Tunisie/ Partis politiques : Une loi organique appelée à se substituer au décret-loi n’o 87

Publié le Mercredi 30 Août 2017 à 14:00
Une consultation se tiendra en septembre en vue de réviser la législation sur les partis. Le ministère des relations avec les instances constitutionnelles, la société civile, et les droits de  l’homme s’apprête à lancer une consultation sur la préparation du nouveau cadre juridique organisant les partis politiques, de manière à mettre en adéquation la législation tunisienne régissant les PP, avec les dispositions de la nouvelle constitution, notamment l’article 65 et les exigences de l’étape.

Menée suivant une approche participative, ladite consultation aura lieu le 12 septembre à Tunis, et aura à évaluer, en présence des partis politiques,  le texte actuel organisant les formations politiques. Selon Mehdi Ben Ghabia, son ministère envisage d’élaborer un nouveau projet de loi organique régissant les partis politiques, tout en préservant l’esprit libéral du décret-loi n’o 87, et en étant en phase avec les standards internationaux en la matière.

Le débat sur le cadre légal en devenir sera focalisé sur les différents aspects de gouvernance du dossier des partis politiques auprès de l’administration, à travers l’amélioration et la numérisation des mesures administratives, la mise en place d’une réglementation organisant la plateforme électronique des partis, ainsi que d’un dispositif de financement public, tout en consolidant la transparence en matière de  financement des partis, de leur gestion administrative et financière, et en dotant l’administration des mécanismes nécessaires à même de garantir la transparence de l’action partisane et le respect de la loi, indique une note du ministère des relations avec les instances constitutionnelles.

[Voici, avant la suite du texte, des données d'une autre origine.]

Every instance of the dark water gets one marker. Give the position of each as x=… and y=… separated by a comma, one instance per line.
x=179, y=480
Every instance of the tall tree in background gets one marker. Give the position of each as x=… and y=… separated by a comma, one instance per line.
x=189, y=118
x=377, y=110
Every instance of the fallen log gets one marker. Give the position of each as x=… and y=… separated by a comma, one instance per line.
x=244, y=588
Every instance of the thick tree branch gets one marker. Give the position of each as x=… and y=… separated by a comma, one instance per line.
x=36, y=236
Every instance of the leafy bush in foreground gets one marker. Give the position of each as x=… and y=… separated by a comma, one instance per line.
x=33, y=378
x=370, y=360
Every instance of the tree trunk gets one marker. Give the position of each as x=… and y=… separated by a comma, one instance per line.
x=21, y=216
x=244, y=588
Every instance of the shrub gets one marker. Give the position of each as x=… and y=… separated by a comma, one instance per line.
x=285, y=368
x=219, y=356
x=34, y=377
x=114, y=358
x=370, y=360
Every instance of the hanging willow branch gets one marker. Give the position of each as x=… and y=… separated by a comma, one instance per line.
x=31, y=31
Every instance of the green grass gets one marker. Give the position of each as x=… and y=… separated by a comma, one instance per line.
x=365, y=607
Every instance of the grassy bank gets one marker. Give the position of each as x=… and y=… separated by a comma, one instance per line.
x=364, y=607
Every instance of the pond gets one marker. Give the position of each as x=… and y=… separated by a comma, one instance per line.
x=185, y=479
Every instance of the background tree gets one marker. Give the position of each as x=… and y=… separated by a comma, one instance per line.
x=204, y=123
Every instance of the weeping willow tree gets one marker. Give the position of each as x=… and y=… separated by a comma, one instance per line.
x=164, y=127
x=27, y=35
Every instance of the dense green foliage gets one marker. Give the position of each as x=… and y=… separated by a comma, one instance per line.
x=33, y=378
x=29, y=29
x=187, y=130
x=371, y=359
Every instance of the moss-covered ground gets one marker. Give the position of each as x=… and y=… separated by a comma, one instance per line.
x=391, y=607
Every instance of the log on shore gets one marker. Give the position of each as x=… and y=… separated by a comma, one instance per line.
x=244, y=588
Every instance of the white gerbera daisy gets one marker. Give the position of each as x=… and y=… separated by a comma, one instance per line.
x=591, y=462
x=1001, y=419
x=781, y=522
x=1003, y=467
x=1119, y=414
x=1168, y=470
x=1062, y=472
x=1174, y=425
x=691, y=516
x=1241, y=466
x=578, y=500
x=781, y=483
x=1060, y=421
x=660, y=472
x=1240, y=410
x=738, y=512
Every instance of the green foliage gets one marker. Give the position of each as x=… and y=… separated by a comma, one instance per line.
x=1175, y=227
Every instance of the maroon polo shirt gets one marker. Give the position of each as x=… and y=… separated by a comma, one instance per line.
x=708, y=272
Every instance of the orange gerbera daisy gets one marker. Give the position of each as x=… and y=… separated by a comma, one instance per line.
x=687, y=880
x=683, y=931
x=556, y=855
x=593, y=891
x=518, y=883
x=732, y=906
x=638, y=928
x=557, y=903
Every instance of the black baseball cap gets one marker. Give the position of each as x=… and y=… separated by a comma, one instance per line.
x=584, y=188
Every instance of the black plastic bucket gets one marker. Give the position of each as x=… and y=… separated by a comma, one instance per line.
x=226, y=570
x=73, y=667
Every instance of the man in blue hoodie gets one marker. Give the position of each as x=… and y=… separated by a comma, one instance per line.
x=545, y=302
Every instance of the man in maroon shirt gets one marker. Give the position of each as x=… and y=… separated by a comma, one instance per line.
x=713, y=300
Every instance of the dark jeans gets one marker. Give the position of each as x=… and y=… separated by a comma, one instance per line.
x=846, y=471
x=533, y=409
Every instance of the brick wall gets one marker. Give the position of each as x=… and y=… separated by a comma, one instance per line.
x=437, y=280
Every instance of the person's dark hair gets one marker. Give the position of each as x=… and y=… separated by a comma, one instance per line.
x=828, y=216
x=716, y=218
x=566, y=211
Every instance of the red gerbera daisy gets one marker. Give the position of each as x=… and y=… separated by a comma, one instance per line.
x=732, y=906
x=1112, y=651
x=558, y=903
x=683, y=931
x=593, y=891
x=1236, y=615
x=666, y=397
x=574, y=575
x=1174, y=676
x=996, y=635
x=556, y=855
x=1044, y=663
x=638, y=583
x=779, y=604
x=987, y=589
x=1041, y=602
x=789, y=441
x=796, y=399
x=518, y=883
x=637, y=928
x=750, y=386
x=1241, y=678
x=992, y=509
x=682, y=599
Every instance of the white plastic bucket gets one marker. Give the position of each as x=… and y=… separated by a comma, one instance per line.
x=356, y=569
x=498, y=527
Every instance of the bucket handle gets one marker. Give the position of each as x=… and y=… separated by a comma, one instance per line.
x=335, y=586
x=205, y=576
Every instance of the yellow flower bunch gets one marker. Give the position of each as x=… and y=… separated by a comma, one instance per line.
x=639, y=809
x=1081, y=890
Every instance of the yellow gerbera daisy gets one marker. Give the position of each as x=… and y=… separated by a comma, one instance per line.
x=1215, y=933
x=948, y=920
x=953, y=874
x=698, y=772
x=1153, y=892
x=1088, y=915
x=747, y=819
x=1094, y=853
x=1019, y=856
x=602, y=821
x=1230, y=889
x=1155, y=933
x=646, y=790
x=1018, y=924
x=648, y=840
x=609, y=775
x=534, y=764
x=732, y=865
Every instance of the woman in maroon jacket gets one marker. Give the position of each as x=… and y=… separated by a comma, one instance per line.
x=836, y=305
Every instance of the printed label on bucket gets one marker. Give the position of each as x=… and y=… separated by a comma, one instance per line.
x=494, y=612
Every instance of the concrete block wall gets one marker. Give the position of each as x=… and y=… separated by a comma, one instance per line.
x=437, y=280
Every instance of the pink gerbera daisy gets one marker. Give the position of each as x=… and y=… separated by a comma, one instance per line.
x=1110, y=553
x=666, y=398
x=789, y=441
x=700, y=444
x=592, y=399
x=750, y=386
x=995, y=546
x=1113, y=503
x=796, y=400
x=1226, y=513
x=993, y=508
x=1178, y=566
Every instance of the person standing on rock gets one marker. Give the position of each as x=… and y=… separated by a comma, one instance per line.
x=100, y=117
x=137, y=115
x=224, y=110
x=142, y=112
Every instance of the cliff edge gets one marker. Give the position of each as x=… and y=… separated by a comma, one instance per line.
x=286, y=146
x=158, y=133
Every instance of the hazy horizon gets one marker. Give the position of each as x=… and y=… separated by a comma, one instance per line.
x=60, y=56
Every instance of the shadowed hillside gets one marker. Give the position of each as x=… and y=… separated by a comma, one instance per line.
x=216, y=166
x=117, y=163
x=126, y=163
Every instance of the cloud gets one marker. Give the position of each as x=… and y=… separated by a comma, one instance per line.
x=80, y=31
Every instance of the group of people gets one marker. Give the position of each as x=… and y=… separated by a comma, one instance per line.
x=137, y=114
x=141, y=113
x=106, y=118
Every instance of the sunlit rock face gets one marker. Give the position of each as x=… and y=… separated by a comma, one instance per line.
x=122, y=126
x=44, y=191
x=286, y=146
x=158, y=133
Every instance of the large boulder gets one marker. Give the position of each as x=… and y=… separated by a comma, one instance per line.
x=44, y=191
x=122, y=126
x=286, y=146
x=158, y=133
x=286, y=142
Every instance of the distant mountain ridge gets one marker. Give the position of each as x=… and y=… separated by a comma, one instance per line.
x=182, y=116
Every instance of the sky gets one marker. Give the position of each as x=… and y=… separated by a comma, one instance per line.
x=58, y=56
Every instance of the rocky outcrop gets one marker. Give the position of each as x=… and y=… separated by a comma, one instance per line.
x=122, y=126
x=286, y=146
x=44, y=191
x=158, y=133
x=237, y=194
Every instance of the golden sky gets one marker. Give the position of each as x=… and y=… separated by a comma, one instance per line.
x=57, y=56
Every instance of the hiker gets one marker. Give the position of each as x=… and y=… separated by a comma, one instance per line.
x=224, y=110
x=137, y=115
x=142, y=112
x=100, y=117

Le débat de septembre portera sur les principaux problèmes posés en termes d’application du décret-loi n’o 87, les difficultés liées à l’exercice de l’action partisane, s'agissant de la fondation, gestion, financement et gouvernance, les choix possibles en vue de l’instauration d’un système de financement public des partis, et le contrôle des activités des formations politiques, etc.

Historique de la vie partisane en Tunisie
L’avènement des partis politiques en Tunisie, comme cadre de l’action politique, remonte à la période du protectorat français. L’action partisane était à l’époque fondamentalement dirigée contre la colonisation française, jusqu’à la libération du pays de l’hégémonie étrangère. Le Destour (parti libéral destourien) a été fondé en 1920, puis le Néo-Destour en 1934, outre le parti communiste tunisien, souligne la même note.

La constitution du 1er juin 1959, la première de la Tunisie indépendante consécutive à la proclamation de la république, garantit dans son article 6 la liberté d’expression et le droit de fonder des associations. Parue la même période, la loi n’o 154 de l’année 1959, du 7 novembre 1959, était le cadre organisant l’action partisane et associative. Selon les experts de droit, cette loi a vidé l’article 6 de sa substance, pour les restrictions qu’elle a contenues à l’action associative. 

Son article 4 a institué le visa légal accordé par le secrétaire d’Etat à l’Intérieur,  pour toute nouvelle association créée, lequel avait totale latitude d’accorder ou de refuser un tel visa.
Première législation de ce type après l’indépendance, la loi organique n’o 32 de l’année 1988 organisant les partis politiques, était en dessous du seuil minimum en termes d’exercice démocratique, outre la politique programmée de l’ancien régime de restreindre l’action politique et partisane, et d’asphyxier les partis d’opposition. 

Paru après la révolution, le décret-loi n’o 87 de l’année 2011 du 24 septembre 2011 organisant les partis politiques, a stipulé dans son article premier la liberté de fonder des partis politiques, d’y adhérer, et d’être actifs en leur sein. Ce décret-loi vise à consacrer la liberté d’organisation politique, la consolidation du pluralisme politique, ainsi que le principe de transparence et de gestion des partis.

Le rôle des partis politiques s’est consolidé avec la promulgation de la constitution du 27 janvier 2014, qui a affirmé dans son préambule l’institution d’un régime républicain démocratique et participatif. Son article 35 a stipulé la liberté de formation des partis, des syndicats et associations.

Selon l’article 65 de la constitution, l’organisation des partis, syndicats et associations et leur financement relèvent du champ des lois organiques, qui sont supérieures aux lois ordinaires, en guise de garanties en matière d’organisation de ces questions liées aux droits et libertés.

Revers de la médaille : cette législation libérale a provoqué l’éclatement du paysage partisan après 2011, et une prolifération de partis politiques, qui sont, à ce stade, au nombre de 207, ce qui donne lieu à l’effritement de voix aux échéances électorales, et favorise l’instabilité politique dont le pays a beaucoup pâti ; un aspect dont il faut absolument tenir compte dans la nouvelle législation devant régir les partis politiques.